Mr Barr launched the ACT’s Economic Development Priorities in Wednesday’s address to CEDA, stressing Canberra’s work-life balance and the national capital as an easy place to do business.
“Our mission is to work with willing partners across the community to ensure Canberra is prepared for new challenges, and able to grasp the opportunities that will come from the next phase of our economic development,” he said.
After more than two years of pandemic and economic upset, Mr Barr expressed cautious optimism about the future and outlined three key missions – maintaining Canberra’s lifestyle as an asset, developing a zero-emissions and sustainable city, and prioritising further knowledge-based economic growth.
The ‘CBR Switched On’ strategy will also be driven by transformative projects such as the Big Canberra Battery and the Canberra Airport freight hub.
Mr Barr said the goal was for Canberra to be a city that gave back time and prioritised wellbeing and liveability.
“Across the world, COVID-19 has forced people to reassess how they want to live,” he said. “Canberra is uniquely placed to meet the need for a better work-life balance.
“We will achieve this through better design, implementation and access to secure digital services, as well as improvements in urban planning and transport links.”
Mr Barr said the government would push beyond its commitment to net zero-emissions by 2045 and the already decarbonised electricity grid to deliver a swag of objectives.
These include the Big Canberra Battery; boosting the energy-efficiency of buildings and homes to bring down energy bills; the phasing out of fossil-fuel gas; and driving down transport emissions, including swelling the number of zero-emissions vehicles.
“By meeting our targets and building on our status as an early mover on climate action, we can attract new talent, ideas and investment to Canberra,” he said.
Mr Barr said the Big Battery, incentives to remove gas from homes, boosting household energy efficiency and reducing transport emissions gave Canberra an opportunity to pilot world-first decarbonised suburbs.
“We will show the world that decarbonisation can be achieved while creating jobs, growing our economy and saving money.”
He said the government wanted to position Canberra as a city where innovation, creativity and entrepreneurship were encouraged and celebrated.
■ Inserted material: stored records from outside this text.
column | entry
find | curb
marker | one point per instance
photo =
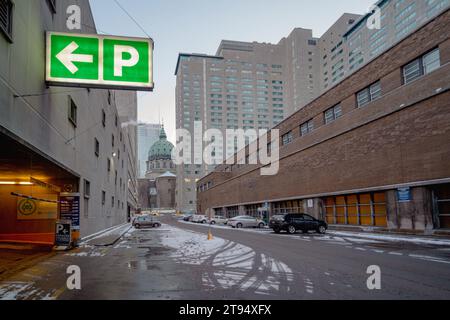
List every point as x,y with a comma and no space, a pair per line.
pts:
86,240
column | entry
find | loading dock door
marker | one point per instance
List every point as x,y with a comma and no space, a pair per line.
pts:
442,194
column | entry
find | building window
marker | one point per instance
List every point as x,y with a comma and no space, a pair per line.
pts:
307,128
421,66
87,189
97,147
333,113
52,5
369,94
287,138
72,112
6,10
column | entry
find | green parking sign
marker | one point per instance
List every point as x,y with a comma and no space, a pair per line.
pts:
99,61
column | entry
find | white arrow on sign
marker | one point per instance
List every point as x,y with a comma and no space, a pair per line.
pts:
67,57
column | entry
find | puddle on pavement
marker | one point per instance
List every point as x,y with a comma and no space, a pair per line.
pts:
153,251
141,265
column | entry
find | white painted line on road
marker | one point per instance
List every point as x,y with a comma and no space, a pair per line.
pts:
429,258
Over the next four years it will formalise the city’s innovation precincts based around tertiary education and research institutions, and further establish Canberra as a city-wide hub for developing and trialling new ideas such as vehicle-to-grid solutions and virtual power plants.
“We will continue to support and encourage our entrepreneurial ecosystems with relationships between higher education and research sectors, the business community and the government.”
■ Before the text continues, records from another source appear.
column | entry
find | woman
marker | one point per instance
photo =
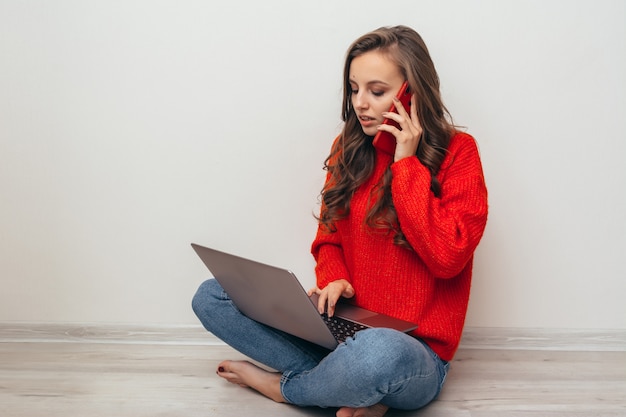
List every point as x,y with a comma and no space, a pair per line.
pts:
397,234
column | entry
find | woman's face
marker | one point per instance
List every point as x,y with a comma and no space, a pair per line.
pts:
374,80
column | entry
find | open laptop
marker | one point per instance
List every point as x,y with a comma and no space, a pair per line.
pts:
275,297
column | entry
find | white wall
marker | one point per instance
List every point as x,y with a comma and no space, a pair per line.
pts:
129,129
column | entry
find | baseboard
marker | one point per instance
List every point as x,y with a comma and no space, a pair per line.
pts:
473,337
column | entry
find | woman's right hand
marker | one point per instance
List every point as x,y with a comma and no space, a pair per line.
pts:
329,296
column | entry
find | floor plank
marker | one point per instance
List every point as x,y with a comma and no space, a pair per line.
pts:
114,379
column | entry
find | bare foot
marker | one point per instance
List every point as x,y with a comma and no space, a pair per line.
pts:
376,410
246,374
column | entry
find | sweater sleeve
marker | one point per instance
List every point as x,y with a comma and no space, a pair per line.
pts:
444,231
328,253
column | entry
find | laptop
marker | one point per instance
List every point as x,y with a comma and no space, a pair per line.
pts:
275,297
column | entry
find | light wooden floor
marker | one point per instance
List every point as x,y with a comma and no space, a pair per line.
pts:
82,374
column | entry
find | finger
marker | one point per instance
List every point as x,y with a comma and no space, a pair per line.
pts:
313,290
332,297
399,107
321,302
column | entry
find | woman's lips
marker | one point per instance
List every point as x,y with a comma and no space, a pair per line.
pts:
367,121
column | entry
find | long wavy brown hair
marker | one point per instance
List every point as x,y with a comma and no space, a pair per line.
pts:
352,157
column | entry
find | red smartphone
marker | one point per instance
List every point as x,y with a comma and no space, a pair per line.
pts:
385,141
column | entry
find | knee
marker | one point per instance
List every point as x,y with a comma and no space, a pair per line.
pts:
385,347
208,291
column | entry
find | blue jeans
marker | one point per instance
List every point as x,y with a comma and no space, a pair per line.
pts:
376,366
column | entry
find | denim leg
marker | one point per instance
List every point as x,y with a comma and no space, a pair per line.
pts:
376,366
264,344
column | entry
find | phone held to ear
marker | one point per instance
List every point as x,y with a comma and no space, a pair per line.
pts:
385,141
The government will also establish an investment facilitation service and provide venture capital to small businesses.
It will prioritise investment that provides a return to the community by enhancing liveability and delivering environmental and social benefits.
Mr Barr said aviation was crucial to Canberra’s tourism economy getting back to a visitor spend of $2.5 billion and connecting the region to domestic and global markets
The government will continue working with a recovering Canberra Airport to secure direct international services and re-establish the national capital as a global aviation hub.
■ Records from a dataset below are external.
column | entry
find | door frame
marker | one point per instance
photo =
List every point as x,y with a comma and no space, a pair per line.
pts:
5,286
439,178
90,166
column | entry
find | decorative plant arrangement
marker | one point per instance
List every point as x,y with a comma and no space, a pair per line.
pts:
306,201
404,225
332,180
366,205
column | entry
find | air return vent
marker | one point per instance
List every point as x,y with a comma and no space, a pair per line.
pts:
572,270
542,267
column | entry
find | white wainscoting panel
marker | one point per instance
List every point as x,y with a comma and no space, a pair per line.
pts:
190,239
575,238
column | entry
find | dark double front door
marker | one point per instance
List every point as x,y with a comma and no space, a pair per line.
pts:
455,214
There will also be coordinated investment in the road networks surrounding the airport to enable efficient movement of goods; increase access to markets; and allow private sector investment in supply chain and logistics infrastructure.
“Cross-border collaboration will be important, with this key transport hub providing a critical economic growth connection to our diverse region.”
The government will also continue working with the private sector to develop innovative precincts such as Molonglo’s Dairy Road project between Fyshwick and the Jerrabomberra Wetlands..
Mr Barr said Molonglo would be working with the planning authority to deliver an energy-efficient project including a new wetland, native landscape and ecologically-based architecture.
“Dairy Road is proposed to provide opportunities for local enterprise to incubate new ideas, fabricate new products, establish partnerships and make direct connections with customers, and be part of an economy that is cleaner, fairer and more responsible.”